Which leads to Russell’s remaining major explanation for the underwhelming character of our political leadership in recent years – that senior politicians seem to have forgotten what constitutes a real political legacy, and the art of effective public communication necessary to achieve it. In a useful addition to other engaging typologies of political motivation and behaviour – including Tony Benn’s ‘straight men’, ‘fixers’ and ‘maddies’; Manning Clark’s ‘enlargers’ and ‘straiteners’; and maybe my own ‘megalomaniacs and idealists’ – Russell suggests that every politician, and political leader, can be located on a continuum between ‘pleasers’ at one end, and ‘doers’ at the other, with only the doers capable of winning the kind of respect that leaves any lasting political legacy at all.
And he identifies as the most effective weapon of the doers, in creating and sustaining that legacy, an approach to political communication that treats its audiences as intelligent, preferences substance over soundbites and slogans, treats focus group opposition to a proposal as the beginning rather than the end of the argument and is indefatigable in pursuing that argument. He is right about all of that, and the depressing indifference to these principles by today’s leaders – and their advisers.

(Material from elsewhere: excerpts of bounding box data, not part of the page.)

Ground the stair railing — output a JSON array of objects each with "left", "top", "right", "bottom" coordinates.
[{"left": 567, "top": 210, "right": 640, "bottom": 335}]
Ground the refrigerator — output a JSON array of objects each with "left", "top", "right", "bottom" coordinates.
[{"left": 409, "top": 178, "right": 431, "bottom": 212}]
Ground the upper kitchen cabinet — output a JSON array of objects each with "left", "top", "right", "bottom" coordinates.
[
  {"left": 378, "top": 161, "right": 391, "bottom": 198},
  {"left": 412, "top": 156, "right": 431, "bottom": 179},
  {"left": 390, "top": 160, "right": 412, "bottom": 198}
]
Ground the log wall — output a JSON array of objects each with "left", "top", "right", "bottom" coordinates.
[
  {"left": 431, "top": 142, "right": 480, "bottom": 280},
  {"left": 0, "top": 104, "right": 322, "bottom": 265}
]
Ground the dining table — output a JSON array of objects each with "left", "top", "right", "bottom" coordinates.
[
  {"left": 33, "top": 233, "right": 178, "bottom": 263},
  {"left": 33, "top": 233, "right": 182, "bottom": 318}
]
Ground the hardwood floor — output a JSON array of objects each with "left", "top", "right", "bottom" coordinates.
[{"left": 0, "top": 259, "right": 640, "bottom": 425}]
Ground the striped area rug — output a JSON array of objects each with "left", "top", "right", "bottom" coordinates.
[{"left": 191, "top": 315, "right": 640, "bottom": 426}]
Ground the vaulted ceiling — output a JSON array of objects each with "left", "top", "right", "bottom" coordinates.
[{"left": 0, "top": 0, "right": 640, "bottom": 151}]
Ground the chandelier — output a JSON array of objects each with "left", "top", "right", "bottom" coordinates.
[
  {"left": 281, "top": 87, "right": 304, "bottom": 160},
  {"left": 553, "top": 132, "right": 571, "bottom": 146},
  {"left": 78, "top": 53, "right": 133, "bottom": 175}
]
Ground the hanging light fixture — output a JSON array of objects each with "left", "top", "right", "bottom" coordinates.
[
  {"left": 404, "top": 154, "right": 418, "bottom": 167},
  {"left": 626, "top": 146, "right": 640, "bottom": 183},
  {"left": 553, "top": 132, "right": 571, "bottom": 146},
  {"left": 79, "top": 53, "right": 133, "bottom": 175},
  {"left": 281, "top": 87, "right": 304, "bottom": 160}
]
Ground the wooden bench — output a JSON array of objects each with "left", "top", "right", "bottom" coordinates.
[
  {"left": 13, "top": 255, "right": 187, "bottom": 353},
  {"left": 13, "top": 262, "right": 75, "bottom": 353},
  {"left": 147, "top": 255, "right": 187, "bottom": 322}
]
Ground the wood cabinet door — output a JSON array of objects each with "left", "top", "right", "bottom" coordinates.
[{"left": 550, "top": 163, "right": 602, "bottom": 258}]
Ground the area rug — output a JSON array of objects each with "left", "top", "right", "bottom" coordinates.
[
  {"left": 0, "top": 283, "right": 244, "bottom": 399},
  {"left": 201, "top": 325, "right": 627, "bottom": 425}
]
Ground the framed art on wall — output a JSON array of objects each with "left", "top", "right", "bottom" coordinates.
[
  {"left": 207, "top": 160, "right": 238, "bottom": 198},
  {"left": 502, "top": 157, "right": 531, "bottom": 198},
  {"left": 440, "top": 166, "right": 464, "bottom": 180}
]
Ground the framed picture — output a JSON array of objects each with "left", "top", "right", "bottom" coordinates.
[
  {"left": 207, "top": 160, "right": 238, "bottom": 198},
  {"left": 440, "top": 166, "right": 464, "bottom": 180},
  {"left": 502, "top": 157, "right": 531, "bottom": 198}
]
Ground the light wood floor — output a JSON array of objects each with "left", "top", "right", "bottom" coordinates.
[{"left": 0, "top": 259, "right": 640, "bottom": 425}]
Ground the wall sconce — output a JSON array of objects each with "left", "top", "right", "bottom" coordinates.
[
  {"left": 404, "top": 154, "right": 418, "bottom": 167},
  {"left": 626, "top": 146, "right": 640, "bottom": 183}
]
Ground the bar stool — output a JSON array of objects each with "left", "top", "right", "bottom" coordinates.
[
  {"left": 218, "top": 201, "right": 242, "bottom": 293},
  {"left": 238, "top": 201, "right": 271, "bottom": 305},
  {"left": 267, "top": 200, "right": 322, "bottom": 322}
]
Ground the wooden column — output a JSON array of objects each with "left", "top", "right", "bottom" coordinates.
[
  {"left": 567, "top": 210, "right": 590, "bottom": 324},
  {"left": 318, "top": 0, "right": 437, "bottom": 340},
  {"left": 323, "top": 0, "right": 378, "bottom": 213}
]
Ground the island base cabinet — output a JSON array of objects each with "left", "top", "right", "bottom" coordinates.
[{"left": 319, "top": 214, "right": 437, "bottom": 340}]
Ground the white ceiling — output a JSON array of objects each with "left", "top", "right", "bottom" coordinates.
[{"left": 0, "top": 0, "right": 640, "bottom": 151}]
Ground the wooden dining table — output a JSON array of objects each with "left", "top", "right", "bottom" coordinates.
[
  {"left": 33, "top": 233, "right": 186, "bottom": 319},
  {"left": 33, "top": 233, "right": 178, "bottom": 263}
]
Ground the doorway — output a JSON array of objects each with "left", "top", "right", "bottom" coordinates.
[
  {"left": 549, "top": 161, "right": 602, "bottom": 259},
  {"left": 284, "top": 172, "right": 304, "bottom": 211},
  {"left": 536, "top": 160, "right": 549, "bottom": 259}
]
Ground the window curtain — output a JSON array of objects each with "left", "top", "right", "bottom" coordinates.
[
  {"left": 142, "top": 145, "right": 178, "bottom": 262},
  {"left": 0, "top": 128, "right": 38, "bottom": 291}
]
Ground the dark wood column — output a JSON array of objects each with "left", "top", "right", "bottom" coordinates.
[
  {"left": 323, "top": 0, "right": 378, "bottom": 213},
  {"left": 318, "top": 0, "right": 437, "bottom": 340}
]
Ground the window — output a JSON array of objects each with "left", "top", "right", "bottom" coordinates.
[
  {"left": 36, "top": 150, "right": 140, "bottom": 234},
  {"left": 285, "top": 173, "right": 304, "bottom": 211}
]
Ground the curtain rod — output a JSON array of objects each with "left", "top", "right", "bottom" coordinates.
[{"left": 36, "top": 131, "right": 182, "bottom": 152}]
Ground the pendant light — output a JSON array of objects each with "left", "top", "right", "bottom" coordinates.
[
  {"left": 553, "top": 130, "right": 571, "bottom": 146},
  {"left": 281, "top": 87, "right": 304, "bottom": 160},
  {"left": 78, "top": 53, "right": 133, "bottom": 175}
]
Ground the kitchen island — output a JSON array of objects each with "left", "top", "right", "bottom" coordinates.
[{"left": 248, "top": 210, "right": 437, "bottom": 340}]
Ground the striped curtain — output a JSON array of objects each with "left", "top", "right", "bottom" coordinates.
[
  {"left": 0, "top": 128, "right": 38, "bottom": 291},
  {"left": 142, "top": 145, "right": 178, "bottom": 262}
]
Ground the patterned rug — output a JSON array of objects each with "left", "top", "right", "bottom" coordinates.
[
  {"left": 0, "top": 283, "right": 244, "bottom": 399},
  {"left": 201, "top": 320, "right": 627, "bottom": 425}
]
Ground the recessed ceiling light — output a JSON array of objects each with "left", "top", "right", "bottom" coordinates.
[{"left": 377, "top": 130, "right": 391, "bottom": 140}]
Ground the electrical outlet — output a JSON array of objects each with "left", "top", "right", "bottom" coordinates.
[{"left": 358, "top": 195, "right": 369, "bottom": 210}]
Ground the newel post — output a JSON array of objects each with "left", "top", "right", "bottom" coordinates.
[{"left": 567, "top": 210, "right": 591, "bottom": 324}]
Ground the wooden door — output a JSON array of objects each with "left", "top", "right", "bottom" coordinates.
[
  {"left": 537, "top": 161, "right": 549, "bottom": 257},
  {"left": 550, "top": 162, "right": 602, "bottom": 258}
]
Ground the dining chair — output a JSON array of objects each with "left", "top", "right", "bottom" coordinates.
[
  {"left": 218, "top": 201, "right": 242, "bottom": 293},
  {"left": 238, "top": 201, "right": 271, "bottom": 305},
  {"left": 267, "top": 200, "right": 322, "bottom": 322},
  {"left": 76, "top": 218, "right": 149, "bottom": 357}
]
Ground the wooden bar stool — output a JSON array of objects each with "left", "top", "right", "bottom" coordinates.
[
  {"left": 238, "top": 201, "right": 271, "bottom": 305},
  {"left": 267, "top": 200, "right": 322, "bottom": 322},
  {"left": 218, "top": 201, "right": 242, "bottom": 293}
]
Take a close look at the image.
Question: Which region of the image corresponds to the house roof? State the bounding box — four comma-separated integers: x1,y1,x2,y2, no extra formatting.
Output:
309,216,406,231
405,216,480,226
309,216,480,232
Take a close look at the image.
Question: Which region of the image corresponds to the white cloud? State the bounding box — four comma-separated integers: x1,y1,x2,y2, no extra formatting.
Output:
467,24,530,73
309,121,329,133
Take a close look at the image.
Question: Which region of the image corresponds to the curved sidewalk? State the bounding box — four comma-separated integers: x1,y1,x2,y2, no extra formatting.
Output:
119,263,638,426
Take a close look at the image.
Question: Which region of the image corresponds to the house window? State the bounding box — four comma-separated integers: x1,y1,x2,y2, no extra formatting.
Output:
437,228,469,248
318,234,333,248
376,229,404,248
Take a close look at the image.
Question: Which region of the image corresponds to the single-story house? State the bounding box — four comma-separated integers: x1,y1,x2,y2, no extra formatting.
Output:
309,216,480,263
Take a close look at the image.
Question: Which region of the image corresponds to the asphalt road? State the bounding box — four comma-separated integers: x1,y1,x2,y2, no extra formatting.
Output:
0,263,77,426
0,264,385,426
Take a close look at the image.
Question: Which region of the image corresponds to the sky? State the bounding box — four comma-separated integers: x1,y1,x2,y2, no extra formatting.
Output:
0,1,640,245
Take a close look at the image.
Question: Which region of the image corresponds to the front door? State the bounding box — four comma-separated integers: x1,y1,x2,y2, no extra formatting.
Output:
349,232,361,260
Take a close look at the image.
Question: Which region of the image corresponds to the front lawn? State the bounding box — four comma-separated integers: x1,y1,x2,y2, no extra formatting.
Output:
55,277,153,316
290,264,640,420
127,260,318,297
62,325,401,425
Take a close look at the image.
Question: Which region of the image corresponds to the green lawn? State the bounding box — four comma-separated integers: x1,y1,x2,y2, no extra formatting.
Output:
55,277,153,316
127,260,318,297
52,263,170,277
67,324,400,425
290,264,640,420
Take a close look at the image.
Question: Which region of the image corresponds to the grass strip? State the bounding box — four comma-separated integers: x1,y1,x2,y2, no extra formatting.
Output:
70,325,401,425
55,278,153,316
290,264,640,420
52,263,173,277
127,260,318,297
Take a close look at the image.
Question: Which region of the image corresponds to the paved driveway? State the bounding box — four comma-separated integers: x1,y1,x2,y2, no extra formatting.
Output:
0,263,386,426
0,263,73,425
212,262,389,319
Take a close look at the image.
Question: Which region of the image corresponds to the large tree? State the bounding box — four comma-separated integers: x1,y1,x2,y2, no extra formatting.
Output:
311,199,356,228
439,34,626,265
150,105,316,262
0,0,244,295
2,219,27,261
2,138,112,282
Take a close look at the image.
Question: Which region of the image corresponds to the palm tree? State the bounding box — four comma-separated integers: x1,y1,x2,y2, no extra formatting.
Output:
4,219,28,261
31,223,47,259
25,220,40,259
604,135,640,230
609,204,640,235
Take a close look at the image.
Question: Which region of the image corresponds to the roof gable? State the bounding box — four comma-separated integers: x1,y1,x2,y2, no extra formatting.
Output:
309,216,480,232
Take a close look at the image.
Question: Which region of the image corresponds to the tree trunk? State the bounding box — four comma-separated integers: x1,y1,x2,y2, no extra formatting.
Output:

The question we are left with, of course, is whether any of this is remediable. Russell is probably right when he suggests that the current generation of politicians is not all that different from any other in their preoccupation with recognition, promotion, preselection and power. But none of those things will create good government without leadership and ministerial pools being constantly refreshed by men and women with raw talent, broad life experience beyond politics, and principled commitment to public goods. It is not self-evident that our political parties are doing enough to refresh that talent pool, either because of their blinkered approach to gender equality in the case of the Coalition, or their capture by careerist apparatchiks in the case of all of them. The parties that move fastest to address these deficiencies will be the best rewarded.
As to the public service, so central to Russell’s analysis, the big question is whether it has been so demoralized and hollowed out by the experience of the last few decades, so habituated to a covering-your-backside-at-all-costs culture since John Howard’s catastrophic politicization of the senior public service with his dismissal, on coming into office in 1996, of six highly capable departmental secretaries thought to have worked too closely with the Hawke-Keating Government, that it is no longer capable of fulfilling the multiple good-government roles that he properly assigns to it.
For those tempted to despair on all these fronts, Russell does identify – rightly – a skerrick of daylight in the way the public has reacted to government handling of the Covid crisis. Visible reliance on public service expertise is back in vogue. And for all the multiple challenges to effective public communication posed by the new social media environment – cut-through can no longer be guaranteed by Keating-style conquering of the Parliamentary press gallery alone – those State premiers who have taken the time and trouble, day after day, to offer not just spin and soundbites, but comprehensive and meaningful answers, to complex, difficult and sensitive questions have been getting highly visible political rewards.
These are slender reeds on which to build hopes for a return to the kind of national political leadership of which we can be genuinely proud. But they are about all we have.